転職のきっかけは人それぞれ。キャリアアップのためというポジティブな理由だけではなく、「人間関係がストレス」「激務だから」という理由もあります。また、結婚や両親の介護など、外部に原因があることも少なくありません。とはいえ、転職を考えるきっかけは、大きく以下の4つに分けられるでしょう。

  1. 仕事そのものに不満がある。
  2. 給与に不満がある。
  3. 人間関係や社風に不満がある。
  4. 勤務時間や福利厚生など待遇に不満がある。

しかし、安易な転職はキャリアにとってマイナスになりかねません。そこで、1~4のそれぞれについて、以下のことを考えてみてください。

1. 仕事そのものに不満がある人

→今の会社で仕事内容を改善できないか?

「プロジェクトを任せてもらえない」「別の職種に興味がある」、そんな人が、転職を考えるのはごく自然です。しかし、転職先も“会社”であることに変わりはありません。転職したからといって、自分の希望がパーフェクトにかなう保証はどこにもないのです。

ですから、まずは今の会社で仕事の不満を解消できないか、考えてみましょう。例えば推進したいプロジェクトがあるのなら、上司や同僚に相談して企画書を作ってみてはどうでしょうか。また、違う職種に興味があるのなら、会社の人事部などに相談することもひとつの手です。それでも、「この会社では働き方に不満がある」と思ったならば、あなたにとって他の企業で働く時期に来ているのかもしれません。

2. 給与に不満のある人

→自分の能力で、転職によって年収が上がりそうか?

仕事内容にはそんなに不満はないけれど、給与が少ないのが不満という方は、まずは自分の給与の相場を知ることが第一です。つまり「転職して逆に年収が下がった!」ということがないように下調べする必要があるのです。

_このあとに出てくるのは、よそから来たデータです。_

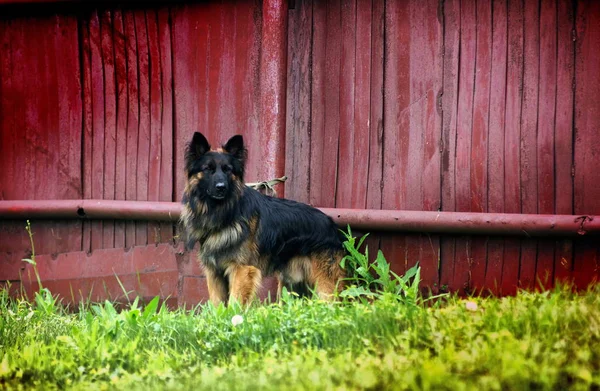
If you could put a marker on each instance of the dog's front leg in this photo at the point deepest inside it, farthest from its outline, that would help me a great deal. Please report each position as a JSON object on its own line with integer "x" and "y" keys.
{"x": 218, "y": 286}
{"x": 243, "y": 282}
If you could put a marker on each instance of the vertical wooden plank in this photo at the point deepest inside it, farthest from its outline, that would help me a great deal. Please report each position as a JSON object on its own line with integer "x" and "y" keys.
{"x": 425, "y": 129}
{"x": 155, "y": 150}
{"x": 333, "y": 53}
{"x": 375, "y": 164}
{"x": 69, "y": 124}
{"x": 545, "y": 137}
{"x": 397, "y": 124}
{"x": 143, "y": 148}
{"x": 362, "y": 105}
{"x": 87, "y": 127}
{"x": 246, "y": 95}
{"x": 214, "y": 81}
{"x": 131, "y": 171}
{"x": 166, "y": 166}
{"x": 7, "y": 138}
{"x": 512, "y": 140}
{"x": 46, "y": 140}
{"x": 587, "y": 111}
{"x": 110, "y": 122}
{"x": 587, "y": 136}
{"x": 297, "y": 165}
{"x": 226, "y": 109}
{"x": 529, "y": 130}
{"x": 250, "y": 50}
{"x": 563, "y": 133}
{"x": 317, "y": 109}
{"x": 452, "y": 28}
{"x": 480, "y": 137}
{"x": 189, "y": 69}
{"x": 347, "y": 84}
{"x": 496, "y": 164}
{"x": 120, "y": 53}
{"x": 464, "y": 123}
{"x": 97, "y": 80}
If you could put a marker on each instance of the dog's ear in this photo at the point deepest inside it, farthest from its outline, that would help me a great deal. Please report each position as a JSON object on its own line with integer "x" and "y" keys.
{"x": 235, "y": 147}
{"x": 195, "y": 149}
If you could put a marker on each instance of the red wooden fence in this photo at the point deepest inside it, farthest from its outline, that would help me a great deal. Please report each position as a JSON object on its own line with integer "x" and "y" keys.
{"x": 418, "y": 105}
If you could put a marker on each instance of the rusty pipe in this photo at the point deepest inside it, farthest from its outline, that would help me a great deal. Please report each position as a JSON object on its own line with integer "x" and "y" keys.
{"x": 362, "y": 219}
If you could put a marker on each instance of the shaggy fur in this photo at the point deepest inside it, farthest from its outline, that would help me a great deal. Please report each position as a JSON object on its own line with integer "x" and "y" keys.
{"x": 245, "y": 235}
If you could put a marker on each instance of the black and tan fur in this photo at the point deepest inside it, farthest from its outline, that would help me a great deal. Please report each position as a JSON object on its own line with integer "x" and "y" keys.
{"x": 245, "y": 235}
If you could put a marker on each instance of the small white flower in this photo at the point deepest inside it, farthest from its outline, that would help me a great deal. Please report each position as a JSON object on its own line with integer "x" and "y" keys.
{"x": 237, "y": 320}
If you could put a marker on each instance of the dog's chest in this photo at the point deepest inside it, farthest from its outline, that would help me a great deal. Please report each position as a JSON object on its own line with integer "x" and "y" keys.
{"x": 221, "y": 245}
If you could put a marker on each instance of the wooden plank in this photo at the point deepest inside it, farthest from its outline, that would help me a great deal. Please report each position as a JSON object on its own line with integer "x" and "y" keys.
{"x": 464, "y": 130}
{"x": 121, "y": 179}
{"x": 375, "y": 160}
{"x": 143, "y": 148}
{"x": 298, "y": 124}
{"x": 252, "y": 73}
{"x": 362, "y": 104}
{"x": 155, "y": 151}
{"x": 87, "y": 128}
{"x": 44, "y": 109}
{"x": 237, "y": 25}
{"x": 512, "y": 140}
{"x": 529, "y": 130}
{"x": 317, "y": 112}
{"x": 110, "y": 122}
{"x": 587, "y": 112}
{"x": 215, "y": 73}
{"x": 496, "y": 164}
{"x": 425, "y": 130}
{"x": 333, "y": 53}
{"x": 8, "y": 139}
{"x": 97, "y": 96}
{"x": 347, "y": 84}
{"x": 191, "y": 69}
{"x": 587, "y": 137}
{"x": 480, "y": 137}
{"x": 545, "y": 136}
{"x": 166, "y": 166}
{"x": 563, "y": 136}
{"x": 131, "y": 170}
{"x": 69, "y": 128}
{"x": 449, "y": 106}
{"x": 397, "y": 126}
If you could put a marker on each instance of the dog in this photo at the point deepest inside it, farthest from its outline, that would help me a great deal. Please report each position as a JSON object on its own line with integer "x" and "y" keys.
{"x": 244, "y": 235}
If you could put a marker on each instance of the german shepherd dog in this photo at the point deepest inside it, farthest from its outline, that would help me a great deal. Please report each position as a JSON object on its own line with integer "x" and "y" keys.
{"x": 245, "y": 235}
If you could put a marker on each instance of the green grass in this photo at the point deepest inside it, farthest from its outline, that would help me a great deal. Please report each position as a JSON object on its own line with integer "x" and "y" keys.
{"x": 382, "y": 334}
{"x": 532, "y": 341}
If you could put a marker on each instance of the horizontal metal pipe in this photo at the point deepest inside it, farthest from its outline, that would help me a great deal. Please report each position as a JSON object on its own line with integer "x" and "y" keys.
{"x": 362, "y": 219}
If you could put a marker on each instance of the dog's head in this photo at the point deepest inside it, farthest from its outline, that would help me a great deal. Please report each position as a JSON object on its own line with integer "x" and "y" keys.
{"x": 214, "y": 175}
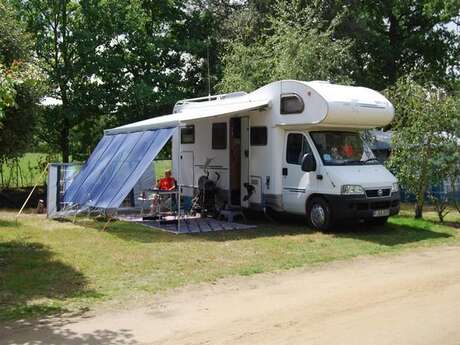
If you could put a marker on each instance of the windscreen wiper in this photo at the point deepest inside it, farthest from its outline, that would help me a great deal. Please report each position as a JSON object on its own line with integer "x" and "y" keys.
{"x": 370, "y": 160}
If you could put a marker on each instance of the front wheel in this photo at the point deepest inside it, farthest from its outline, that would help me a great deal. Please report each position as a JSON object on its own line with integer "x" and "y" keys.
{"x": 319, "y": 214}
{"x": 378, "y": 221}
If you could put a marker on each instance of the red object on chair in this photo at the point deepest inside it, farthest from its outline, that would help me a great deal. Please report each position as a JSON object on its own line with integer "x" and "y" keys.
{"x": 348, "y": 150}
{"x": 167, "y": 183}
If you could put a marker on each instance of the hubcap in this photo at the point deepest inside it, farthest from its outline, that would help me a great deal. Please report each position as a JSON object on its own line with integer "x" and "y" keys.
{"x": 317, "y": 215}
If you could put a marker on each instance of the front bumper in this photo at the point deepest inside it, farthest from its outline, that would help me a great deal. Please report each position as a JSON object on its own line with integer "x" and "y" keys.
{"x": 348, "y": 207}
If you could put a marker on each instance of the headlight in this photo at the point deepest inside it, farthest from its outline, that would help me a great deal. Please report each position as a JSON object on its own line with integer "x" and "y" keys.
{"x": 352, "y": 189}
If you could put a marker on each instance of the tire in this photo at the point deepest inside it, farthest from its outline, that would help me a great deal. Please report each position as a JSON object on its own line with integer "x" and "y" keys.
{"x": 381, "y": 221}
{"x": 319, "y": 214}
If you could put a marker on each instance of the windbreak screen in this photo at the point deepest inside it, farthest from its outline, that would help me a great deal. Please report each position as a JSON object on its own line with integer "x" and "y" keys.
{"x": 114, "y": 167}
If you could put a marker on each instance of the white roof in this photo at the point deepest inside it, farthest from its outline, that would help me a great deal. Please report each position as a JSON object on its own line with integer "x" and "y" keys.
{"x": 194, "y": 111}
{"x": 335, "y": 93}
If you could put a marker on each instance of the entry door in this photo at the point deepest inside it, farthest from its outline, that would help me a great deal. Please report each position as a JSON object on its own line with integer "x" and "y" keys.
{"x": 187, "y": 177}
{"x": 245, "y": 135}
{"x": 296, "y": 182}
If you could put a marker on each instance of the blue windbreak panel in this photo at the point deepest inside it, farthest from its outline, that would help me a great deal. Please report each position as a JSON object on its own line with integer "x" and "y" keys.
{"x": 115, "y": 166}
{"x": 87, "y": 168}
{"x": 132, "y": 168}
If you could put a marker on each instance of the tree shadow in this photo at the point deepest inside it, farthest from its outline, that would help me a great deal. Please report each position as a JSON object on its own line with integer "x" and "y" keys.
{"x": 48, "y": 333}
{"x": 389, "y": 235}
{"x": 5, "y": 223}
{"x": 392, "y": 234}
{"x": 29, "y": 272}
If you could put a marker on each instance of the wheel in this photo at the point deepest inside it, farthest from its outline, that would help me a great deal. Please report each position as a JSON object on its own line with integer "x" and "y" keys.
{"x": 378, "y": 221}
{"x": 319, "y": 214}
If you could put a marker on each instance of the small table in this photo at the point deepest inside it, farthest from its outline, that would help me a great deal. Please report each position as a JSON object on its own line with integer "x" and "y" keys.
{"x": 159, "y": 193}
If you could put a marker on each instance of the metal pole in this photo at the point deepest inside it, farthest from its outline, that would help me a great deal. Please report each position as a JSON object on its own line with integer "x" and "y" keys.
{"x": 179, "y": 177}
{"x": 30, "y": 194}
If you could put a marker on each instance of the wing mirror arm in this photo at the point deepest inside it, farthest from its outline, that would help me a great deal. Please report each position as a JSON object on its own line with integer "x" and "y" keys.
{"x": 308, "y": 163}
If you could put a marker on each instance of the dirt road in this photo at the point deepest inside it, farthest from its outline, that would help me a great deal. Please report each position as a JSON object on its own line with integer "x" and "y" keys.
{"x": 408, "y": 299}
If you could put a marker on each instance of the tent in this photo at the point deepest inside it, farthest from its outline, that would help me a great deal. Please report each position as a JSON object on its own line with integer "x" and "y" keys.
{"x": 124, "y": 153}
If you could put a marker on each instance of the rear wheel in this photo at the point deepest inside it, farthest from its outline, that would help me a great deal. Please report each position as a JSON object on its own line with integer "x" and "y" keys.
{"x": 319, "y": 214}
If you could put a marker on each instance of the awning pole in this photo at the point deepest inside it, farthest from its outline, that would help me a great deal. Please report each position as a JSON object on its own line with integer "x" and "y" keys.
{"x": 31, "y": 192}
{"x": 179, "y": 175}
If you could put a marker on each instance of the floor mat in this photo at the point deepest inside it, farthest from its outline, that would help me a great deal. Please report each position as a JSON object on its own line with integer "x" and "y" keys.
{"x": 189, "y": 225}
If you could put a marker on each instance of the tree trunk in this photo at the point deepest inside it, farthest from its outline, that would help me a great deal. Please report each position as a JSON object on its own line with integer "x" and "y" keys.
{"x": 393, "y": 36}
{"x": 418, "y": 211}
{"x": 65, "y": 144}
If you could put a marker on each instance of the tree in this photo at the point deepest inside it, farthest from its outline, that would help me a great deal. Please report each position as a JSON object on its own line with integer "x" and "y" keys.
{"x": 113, "y": 62}
{"x": 391, "y": 38}
{"x": 294, "y": 46}
{"x": 20, "y": 86}
{"x": 424, "y": 142}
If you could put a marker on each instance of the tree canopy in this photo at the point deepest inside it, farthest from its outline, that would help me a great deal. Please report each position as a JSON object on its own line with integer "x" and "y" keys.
{"x": 112, "y": 62}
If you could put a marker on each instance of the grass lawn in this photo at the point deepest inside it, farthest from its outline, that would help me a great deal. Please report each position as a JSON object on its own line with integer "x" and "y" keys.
{"x": 31, "y": 173}
{"x": 28, "y": 165}
{"x": 49, "y": 267}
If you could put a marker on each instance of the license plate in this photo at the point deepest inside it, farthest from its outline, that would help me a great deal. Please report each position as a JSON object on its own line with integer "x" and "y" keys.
{"x": 381, "y": 213}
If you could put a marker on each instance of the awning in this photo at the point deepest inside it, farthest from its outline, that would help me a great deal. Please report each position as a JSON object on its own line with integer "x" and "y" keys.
{"x": 196, "y": 111}
{"x": 114, "y": 167}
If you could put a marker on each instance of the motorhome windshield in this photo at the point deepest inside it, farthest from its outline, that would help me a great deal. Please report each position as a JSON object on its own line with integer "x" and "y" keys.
{"x": 343, "y": 148}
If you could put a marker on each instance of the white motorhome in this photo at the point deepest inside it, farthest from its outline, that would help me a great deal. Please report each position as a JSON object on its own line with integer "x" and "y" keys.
{"x": 291, "y": 146}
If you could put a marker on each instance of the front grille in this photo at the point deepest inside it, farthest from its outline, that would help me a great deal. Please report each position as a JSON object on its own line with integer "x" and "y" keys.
{"x": 380, "y": 205}
{"x": 374, "y": 193}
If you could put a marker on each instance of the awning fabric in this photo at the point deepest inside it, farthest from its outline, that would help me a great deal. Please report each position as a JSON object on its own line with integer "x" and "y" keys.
{"x": 193, "y": 112}
{"x": 114, "y": 167}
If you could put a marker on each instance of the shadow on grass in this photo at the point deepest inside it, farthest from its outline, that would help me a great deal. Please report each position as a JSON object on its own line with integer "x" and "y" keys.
{"x": 402, "y": 231}
{"x": 58, "y": 334}
{"x": 28, "y": 272}
{"x": 5, "y": 223}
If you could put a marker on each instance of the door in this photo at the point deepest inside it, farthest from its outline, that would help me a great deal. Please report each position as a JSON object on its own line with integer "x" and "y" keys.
{"x": 235, "y": 161}
{"x": 187, "y": 177}
{"x": 296, "y": 182}
{"x": 245, "y": 137}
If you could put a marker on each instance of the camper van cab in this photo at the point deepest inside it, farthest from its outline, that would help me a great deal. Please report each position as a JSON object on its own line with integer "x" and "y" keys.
{"x": 290, "y": 146}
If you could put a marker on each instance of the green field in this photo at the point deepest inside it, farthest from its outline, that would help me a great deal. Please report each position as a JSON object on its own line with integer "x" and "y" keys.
{"x": 49, "y": 267}
{"x": 31, "y": 167}
{"x": 29, "y": 171}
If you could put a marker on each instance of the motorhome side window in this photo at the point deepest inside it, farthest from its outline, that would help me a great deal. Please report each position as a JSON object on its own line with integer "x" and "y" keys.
{"x": 296, "y": 147}
{"x": 291, "y": 104}
{"x": 187, "y": 134}
{"x": 219, "y": 136}
{"x": 258, "y": 136}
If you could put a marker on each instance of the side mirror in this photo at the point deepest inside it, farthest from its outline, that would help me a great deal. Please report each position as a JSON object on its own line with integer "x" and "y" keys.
{"x": 308, "y": 162}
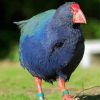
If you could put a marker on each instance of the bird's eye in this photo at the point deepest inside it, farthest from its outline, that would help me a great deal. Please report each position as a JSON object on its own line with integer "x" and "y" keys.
{"x": 72, "y": 10}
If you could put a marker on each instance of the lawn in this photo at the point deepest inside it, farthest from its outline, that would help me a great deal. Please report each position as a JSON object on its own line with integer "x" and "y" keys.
{"x": 17, "y": 84}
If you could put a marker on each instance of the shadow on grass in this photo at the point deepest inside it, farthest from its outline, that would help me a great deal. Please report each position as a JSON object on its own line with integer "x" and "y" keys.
{"x": 89, "y": 97}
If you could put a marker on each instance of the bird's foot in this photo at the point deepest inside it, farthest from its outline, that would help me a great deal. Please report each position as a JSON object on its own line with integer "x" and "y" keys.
{"x": 69, "y": 97}
{"x": 41, "y": 98}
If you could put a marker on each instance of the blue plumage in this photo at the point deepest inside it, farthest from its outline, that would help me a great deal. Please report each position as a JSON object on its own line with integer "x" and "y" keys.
{"x": 51, "y": 46}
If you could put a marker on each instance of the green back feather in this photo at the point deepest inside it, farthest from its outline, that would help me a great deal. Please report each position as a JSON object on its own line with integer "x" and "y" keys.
{"x": 31, "y": 25}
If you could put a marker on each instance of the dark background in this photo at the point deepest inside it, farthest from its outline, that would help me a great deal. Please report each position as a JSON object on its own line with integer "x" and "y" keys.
{"x": 16, "y": 10}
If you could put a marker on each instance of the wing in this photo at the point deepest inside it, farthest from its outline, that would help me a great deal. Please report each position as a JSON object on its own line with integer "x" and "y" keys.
{"x": 36, "y": 22}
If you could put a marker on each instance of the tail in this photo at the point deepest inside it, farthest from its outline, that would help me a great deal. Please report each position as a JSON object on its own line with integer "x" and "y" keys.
{"x": 20, "y": 24}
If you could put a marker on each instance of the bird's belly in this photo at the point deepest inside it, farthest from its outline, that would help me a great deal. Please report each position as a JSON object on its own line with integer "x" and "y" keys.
{"x": 42, "y": 62}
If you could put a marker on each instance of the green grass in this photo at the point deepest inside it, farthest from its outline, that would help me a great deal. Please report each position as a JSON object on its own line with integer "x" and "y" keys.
{"x": 17, "y": 84}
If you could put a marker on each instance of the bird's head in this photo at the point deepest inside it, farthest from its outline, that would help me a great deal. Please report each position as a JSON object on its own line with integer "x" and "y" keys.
{"x": 70, "y": 13}
{"x": 78, "y": 16}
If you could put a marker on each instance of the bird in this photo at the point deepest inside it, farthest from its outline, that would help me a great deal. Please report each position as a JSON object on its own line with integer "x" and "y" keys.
{"x": 51, "y": 45}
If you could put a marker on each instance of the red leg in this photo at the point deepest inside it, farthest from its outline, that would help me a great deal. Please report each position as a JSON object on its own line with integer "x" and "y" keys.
{"x": 39, "y": 87}
{"x": 61, "y": 84}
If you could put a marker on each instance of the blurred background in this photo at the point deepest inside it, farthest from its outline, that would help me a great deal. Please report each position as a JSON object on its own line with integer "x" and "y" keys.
{"x": 10, "y": 70}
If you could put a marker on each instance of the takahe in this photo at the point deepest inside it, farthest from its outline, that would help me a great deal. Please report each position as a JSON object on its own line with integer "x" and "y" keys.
{"x": 52, "y": 45}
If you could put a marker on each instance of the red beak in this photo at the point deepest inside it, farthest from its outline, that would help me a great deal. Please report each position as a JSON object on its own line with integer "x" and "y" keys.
{"x": 79, "y": 17}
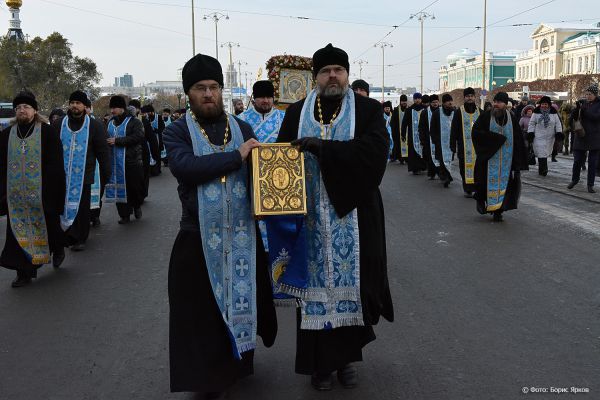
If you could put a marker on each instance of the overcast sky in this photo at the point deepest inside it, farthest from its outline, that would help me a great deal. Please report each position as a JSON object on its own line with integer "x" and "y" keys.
{"x": 152, "y": 39}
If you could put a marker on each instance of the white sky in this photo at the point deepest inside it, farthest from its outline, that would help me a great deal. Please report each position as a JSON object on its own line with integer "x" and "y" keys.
{"x": 151, "y": 39}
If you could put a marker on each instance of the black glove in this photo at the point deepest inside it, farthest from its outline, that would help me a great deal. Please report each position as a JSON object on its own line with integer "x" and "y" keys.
{"x": 530, "y": 136}
{"x": 311, "y": 144}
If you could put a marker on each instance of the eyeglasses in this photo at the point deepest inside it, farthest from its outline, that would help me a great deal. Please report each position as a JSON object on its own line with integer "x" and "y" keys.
{"x": 23, "y": 107}
{"x": 203, "y": 89}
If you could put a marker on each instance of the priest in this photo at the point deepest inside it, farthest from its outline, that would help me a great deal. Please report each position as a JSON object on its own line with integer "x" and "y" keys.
{"x": 126, "y": 184}
{"x": 219, "y": 286}
{"x": 33, "y": 201}
{"x": 84, "y": 143}
{"x": 501, "y": 156}
{"x": 345, "y": 142}
{"x": 400, "y": 150}
{"x": 410, "y": 134}
{"x": 461, "y": 142}
{"x": 441, "y": 122}
{"x": 265, "y": 121}
{"x": 425, "y": 136}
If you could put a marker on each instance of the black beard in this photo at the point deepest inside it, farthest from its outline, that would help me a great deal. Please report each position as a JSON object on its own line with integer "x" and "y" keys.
{"x": 211, "y": 113}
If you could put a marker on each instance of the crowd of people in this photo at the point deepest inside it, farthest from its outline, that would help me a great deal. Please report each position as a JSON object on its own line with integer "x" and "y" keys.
{"x": 227, "y": 269}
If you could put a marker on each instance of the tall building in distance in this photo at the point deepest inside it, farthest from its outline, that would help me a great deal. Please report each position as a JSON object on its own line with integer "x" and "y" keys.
{"x": 14, "y": 23}
{"x": 124, "y": 81}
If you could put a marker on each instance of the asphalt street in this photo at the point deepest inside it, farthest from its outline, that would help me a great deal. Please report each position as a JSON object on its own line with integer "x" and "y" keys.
{"x": 482, "y": 309}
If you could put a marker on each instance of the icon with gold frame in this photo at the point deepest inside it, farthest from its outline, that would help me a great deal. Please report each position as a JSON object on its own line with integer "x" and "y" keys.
{"x": 278, "y": 181}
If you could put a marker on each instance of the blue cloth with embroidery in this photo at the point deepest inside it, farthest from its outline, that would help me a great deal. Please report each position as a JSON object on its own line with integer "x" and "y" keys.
{"x": 266, "y": 130}
{"x": 287, "y": 258}
{"x": 416, "y": 139}
{"x": 75, "y": 144}
{"x": 445, "y": 125}
{"x": 499, "y": 165}
{"x": 229, "y": 241}
{"x": 116, "y": 188}
{"x": 332, "y": 243}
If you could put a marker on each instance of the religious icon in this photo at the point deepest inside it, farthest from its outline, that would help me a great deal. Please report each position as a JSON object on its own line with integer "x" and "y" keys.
{"x": 278, "y": 183}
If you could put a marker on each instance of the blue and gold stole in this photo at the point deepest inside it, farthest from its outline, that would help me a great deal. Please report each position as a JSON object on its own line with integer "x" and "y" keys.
{"x": 229, "y": 241}
{"x": 267, "y": 129}
{"x": 469, "y": 150}
{"x": 24, "y": 194}
{"x": 403, "y": 143}
{"x": 431, "y": 144}
{"x": 75, "y": 144}
{"x": 333, "y": 249}
{"x": 116, "y": 187}
{"x": 388, "y": 126}
{"x": 416, "y": 115}
{"x": 445, "y": 126}
{"x": 499, "y": 166}
{"x": 95, "y": 191}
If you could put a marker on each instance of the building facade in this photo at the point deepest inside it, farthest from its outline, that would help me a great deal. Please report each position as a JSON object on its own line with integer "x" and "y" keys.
{"x": 464, "y": 69}
{"x": 560, "y": 49}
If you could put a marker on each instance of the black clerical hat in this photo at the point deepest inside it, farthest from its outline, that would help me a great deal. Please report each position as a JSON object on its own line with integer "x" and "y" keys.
{"x": 330, "y": 55}
{"x": 501, "y": 96}
{"x": 263, "y": 89}
{"x": 25, "y": 97}
{"x": 199, "y": 68}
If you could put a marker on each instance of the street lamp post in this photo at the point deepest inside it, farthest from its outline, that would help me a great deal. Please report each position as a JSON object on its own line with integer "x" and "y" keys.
{"x": 383, "y": 45}
{"x": 422, "y": 16}
{"x": 230, "y": 67}
{"x": 360, "y": 64}
{"x": 193, "y": 32}
{"x": 216, "y": 17}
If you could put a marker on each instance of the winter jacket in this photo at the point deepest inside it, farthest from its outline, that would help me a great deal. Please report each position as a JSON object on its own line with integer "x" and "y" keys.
{"x": 590, "y": 119}
{"x": 544, "y": 136}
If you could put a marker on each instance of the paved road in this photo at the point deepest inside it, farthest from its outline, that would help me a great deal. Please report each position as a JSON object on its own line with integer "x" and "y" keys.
{"x": 482, "y": 308}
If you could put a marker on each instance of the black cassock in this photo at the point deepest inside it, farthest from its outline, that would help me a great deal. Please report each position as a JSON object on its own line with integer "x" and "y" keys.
{"x": 351, "y": 172}
{"x": 487, "y": 144}
{"x": 396, "y": 125}
{"x": 416, "y": 163}
{"x": 201, "y": 356}
{"x": 424, "y": 136}
{"x": 53, "y": 197}
{"x": 457, "y": 143}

社内の評価制度を調べてみたり、同業他社や同じ年齢層の求人の給与条件を実際に調べてみたりしてください。転職サイトの中には年収査定サービスなどを行っているところもあります。そうしたサービスを利用するのもいいでしょう。

そうした上で「転職によって年収が上がりそうだ」と判断できるのであれば、転職を始めてもいいでしょう。

3. 人間関係や社風に不満がある人

→人間関係改善の努力や、社風に慣れようとする努力をしたか?

「人間関係がギスギスしている」「体育会系の社風が合わない」…。そうした不満も、立派な“転職のきっかけ”です。しかし、どんな職種であっても、働く上で人とのかかわりは避けられませんし、転職先の同僚がいい人ばかりだという確証もありません。

そのため、まずは今の会社の人間関係を改善できないか考えてみる必要があります。上司や人事に相談して所属部署・チームを変えてもらったり、自分から苦手な人にアプローチしたりして、少しでも人間関係を改善しようとする姿勢が重要です。また、社風が合わない場合でも、自分なりにその雰囲気に合わせようと努めてみてください。上司や先輩に、「どうやって自社の社風に慣れてきたか」と質問するのもいいでしょう。

そうしたプロセスを経ても人間関係や社風に耐えられないという人は、転職を検討する段階といえます。

4. 勤務時間や福利厚生など待遇に不満がある人

→社内制度を利用して待遇を改善できないか?

「仕事には満足しているけれど勤務時間が長い」「育児のため、時短勤務できる会社に転職したい」という人もいます。こうした人の場合も、まずは社内で待遇を改善できないか考えてみてください。

利用されていないだけで、出産・育児のための時短勤務制度を設けている企業は多くあります。また、不必要な会議やダラダラ残業で勤務時間が延びているのであれば、それを解消するように社内に働き掛けることもできます。

とはいえ、どうやっても待遇が改善できなかったり、どうしても長時間勤務せざるを得ない業界・職種だったりすることもあります。そうした場合であれば、転職が必要になるかもしれません。

 

新卒の時とは異なり、転職活動では時間も応募できる求人も限られてきます。上記をよく考えた上で、「それでもやっぱり転職したい!」という方は、転職するタイミングにあると言えるでしょう。